Monday, April 2, 2012

Digital Collections, Research Libraries, Collaboration

[The following is a revised version of my talk on the 'collaboration' panel at a conference about "Needs and Opportunities for the Research Library in the Digital Age" at the American Antiquarian Society in Worcester last week. Thanks to Paul Erickson for the invitation to attend, and everyone there for a fascinating weekend.]

As a few people here have suggested, there's a lot to be suspicious of in the foisting of collaboration on unsuspecting researchers. To those worries about collaboration that have already been brought up (including by myself elsewhere), I'd add the particular suspicions that early-career scholars often bear. Collaboration is often one of those ambitious things that successful scholars only seem to turn to in earnest with the security of tenure, like transnational history or raising children.

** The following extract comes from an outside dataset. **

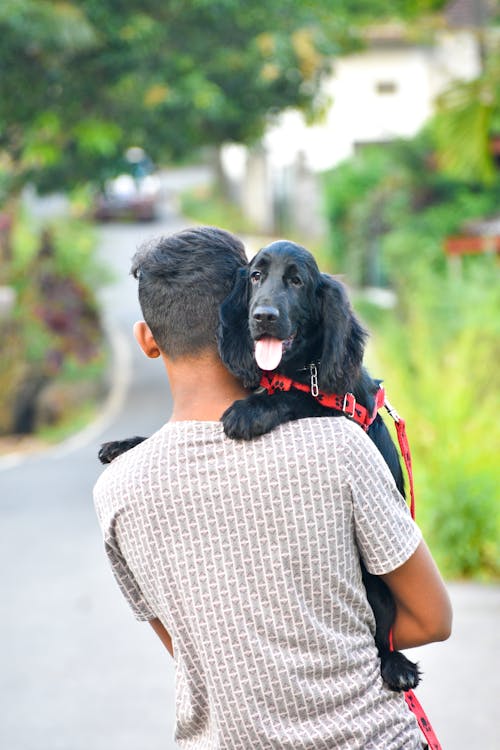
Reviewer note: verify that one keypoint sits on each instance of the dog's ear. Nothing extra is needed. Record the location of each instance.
(233, 337)
(343, 339)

But in the last few years, I've turned more and more to working with digital sources; and in doing so, it turns out collaboration is essential. It's impossible to escape. And, as everyone says, it really is wonderful.

But the forms that digital collaboration takes, particularly when it's most helpful, are very different than the traditional forms of heady engagement around a shared codex, blackboard, or meal that tend to get us most sentimental when talking about collaborative work. And that has important implications for libraries like this, because it suggests that the way you find your collaborators may be quite different. In some cases, you may not even know who they are. And the attributes it takes to attract these invisible collaborators can be quite different from those that libraries traditionally try to display, though they remain one that a library like this may have in abundance.

1. Bookworm Background

So I want to sketch out the role that collaboration can play for scholars working around digital sources, particularly on the Bookworm project that I've worked with at the Cultural Observatory. To explain that project, I want to make a bit of detour about where I see the scholarship in my own field, American cultural/intellectual history, at present. For while I identify as a digital historian, the fact is that at this point, everyone is using some of the most sophisticated text-mining algorithms ever developed in their daily research; that's what search engines are.

In American history, this has led to an efflorescence of excellent and influential studies of broad conceptual topics--histories of risk or public opinion, and targeted tracking of the diffusion of individual thinkers like Nietzsche or Heidegger. But the current execution of such projects does (or should) rely heavily on digital sources, accessed through keyword searches.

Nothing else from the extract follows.